Penicillin is the most commonly reported allergy with 15-20% of patients admitted into the hospital claiming to be allergic, but prevalence is closer to 1-10%. Penicillins are often the drug of choice and the over reporting of allergies causes inappropriate broad spectrum antibiotics to be used as alternatives. After formal evaluation, it’s been found that 90-99% of patients with a reported allergy are able to tolerate penicillins. Therefore, proper allergy documentation and investigation into a patient’s profile to identify if they’ve ever received a penicillin or cephalosporin is essential. The objective of this study was to assess the over reporting of penicillin allergies by directing health care professionals to enter the patient’s reaction prior to initiating antibiotic therapy to reduce inappropriate broad antibiotic use.

Methods:

A daily electronic report identified patients with a reported penicillin allergy. Patients were identified that did not have an allergic reaction recorded. Of these, interviews were performed to determine the type of allergy. Other data collected: when the reaction occurred, age of the patient at this time, how it was treated, where on the body it occurred and any patient recollection of previous exposure to cephalosporins. The collected data was then entered into the patient’s chart.

Results:

327 patients reported having a penicillin allergy. Of these, 192 (58.7%) did not have a documented reaction and interventions were made on 169 of them. Out of the 169, 61 (36%) did not have a type 1 allergy. 38 of the 327 patients were readmitted. Interventions were made on 17 patients where it showed that days of therapy of meropenem (p=0.063) and aztreonam (p=0.136) were decreased compared to those not intervened on. Data collection also revealed 17% of patients with a reported penicillin allergy had previously taken a penicillin or cephalosporin with no reaction.

Conclusion:

Over reporting of penicillin allergies is an ongoing issue, but proper documentation of a patient’s allergy has been demonstrated to decrease the overuse of inappropriate broad spectrum antibiotics during their current or future stay. Education is an important part of ensuring healthcare professionals feel competent when documenting allergies.

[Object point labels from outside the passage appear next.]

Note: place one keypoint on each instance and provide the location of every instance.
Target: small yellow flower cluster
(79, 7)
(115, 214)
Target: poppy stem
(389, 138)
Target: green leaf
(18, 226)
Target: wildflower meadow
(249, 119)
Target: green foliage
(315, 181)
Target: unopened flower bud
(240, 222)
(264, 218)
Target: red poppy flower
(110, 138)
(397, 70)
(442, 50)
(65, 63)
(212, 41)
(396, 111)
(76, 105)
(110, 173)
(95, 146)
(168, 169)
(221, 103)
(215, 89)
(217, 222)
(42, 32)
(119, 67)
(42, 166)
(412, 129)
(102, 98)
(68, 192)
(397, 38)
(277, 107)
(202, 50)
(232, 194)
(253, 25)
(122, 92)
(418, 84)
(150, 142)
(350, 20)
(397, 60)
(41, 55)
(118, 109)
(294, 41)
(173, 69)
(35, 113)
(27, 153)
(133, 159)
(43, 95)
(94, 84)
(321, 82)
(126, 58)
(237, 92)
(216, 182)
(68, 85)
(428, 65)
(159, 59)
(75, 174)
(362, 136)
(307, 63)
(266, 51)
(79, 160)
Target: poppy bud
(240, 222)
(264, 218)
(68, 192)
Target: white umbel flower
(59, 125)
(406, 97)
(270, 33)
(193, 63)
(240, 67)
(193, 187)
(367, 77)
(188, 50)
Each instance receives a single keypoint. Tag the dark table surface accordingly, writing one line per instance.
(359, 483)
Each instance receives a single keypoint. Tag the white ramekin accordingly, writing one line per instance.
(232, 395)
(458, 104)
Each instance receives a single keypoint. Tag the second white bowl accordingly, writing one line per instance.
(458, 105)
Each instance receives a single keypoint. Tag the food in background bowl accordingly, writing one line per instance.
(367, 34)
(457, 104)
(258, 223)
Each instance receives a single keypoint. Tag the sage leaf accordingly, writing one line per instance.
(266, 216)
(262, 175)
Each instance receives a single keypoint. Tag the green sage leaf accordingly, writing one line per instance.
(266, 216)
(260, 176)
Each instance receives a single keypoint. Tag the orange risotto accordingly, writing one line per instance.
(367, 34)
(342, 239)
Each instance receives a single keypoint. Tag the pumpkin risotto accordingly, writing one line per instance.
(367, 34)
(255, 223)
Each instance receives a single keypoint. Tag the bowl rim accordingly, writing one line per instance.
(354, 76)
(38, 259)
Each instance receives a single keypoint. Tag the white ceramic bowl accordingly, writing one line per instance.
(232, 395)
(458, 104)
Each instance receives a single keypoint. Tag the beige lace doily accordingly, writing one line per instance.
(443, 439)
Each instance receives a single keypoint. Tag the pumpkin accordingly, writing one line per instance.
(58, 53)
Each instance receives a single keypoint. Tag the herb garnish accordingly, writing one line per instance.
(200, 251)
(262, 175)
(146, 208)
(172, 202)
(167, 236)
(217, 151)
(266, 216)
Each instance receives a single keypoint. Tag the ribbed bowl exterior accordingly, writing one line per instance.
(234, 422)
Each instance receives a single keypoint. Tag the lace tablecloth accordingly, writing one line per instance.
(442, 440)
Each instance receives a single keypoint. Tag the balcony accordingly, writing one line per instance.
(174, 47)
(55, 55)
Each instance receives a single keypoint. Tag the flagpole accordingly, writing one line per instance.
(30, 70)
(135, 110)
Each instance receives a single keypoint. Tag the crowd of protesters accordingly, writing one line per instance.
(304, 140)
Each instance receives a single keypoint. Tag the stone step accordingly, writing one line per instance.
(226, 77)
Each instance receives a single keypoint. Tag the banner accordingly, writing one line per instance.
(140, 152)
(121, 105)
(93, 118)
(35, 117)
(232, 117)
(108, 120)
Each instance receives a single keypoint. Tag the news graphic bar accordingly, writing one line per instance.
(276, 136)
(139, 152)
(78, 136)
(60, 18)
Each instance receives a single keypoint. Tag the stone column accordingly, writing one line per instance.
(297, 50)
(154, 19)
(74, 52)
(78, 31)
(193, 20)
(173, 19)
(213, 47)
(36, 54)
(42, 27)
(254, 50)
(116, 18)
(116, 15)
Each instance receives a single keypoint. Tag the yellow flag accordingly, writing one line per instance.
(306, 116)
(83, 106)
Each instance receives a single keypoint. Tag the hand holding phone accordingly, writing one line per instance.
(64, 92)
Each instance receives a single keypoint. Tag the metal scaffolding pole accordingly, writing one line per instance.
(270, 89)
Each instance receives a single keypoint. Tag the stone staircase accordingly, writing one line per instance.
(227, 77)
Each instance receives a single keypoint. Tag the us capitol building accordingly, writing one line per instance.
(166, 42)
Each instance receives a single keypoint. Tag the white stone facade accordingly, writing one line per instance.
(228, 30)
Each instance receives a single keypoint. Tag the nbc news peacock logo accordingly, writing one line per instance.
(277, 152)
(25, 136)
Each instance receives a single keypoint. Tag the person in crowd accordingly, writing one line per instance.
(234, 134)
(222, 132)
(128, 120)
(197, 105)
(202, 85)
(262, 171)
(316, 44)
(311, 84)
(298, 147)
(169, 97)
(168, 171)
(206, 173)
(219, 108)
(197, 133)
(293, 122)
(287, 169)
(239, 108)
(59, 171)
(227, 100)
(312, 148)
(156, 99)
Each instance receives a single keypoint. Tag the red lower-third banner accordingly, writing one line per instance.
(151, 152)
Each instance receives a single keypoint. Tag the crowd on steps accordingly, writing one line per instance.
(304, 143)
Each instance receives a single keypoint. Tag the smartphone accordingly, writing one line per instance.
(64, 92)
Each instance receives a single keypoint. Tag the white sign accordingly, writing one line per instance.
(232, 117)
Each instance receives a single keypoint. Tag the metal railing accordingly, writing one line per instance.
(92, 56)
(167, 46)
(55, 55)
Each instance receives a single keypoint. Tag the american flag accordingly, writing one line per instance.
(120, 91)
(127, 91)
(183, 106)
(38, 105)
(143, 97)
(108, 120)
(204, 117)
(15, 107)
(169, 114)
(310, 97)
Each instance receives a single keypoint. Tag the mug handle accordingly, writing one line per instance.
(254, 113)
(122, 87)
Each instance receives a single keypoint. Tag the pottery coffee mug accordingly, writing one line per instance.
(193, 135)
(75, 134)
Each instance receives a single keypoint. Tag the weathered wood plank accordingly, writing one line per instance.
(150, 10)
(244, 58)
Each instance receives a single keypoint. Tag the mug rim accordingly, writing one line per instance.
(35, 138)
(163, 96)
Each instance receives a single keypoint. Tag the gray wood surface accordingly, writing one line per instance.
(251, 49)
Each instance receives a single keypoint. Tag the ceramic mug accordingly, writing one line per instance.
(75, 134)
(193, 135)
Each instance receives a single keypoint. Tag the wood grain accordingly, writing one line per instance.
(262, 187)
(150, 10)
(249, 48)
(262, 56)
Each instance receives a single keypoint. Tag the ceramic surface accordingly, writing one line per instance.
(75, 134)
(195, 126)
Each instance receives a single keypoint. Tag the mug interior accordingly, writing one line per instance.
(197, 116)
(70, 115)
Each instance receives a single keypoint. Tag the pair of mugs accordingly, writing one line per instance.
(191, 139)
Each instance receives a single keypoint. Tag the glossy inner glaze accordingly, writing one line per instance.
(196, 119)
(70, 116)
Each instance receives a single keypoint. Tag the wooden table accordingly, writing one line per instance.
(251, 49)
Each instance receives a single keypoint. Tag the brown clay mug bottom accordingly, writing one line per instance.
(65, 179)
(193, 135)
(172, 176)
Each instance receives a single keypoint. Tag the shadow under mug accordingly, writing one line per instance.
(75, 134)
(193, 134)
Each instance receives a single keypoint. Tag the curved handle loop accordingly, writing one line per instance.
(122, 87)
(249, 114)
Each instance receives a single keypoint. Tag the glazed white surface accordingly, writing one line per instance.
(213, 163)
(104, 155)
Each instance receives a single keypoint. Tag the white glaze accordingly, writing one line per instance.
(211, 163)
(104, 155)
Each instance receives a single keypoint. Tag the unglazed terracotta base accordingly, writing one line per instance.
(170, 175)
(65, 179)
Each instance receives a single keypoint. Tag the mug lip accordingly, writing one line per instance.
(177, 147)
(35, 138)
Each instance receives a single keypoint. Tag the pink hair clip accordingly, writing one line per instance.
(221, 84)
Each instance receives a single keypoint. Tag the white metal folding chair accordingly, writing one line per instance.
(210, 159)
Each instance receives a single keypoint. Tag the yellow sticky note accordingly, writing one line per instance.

Rachael Craft, PharmD, Pharmacy, Southwest General Hospital, Middleburg Hts, OH and Rebecca Margevicius, PharmD, BCPS, Pharmacy, Southwest General Hospital, Middleburg Hts., OH

Disclosures:

R. Craft, None

R. Margevicius, None

Findings in the abstracts are embargoed until 12:01 a.m. CDT, Wednesday Oct. 26th with the exception of research findings presented at the IDWeek press conferences.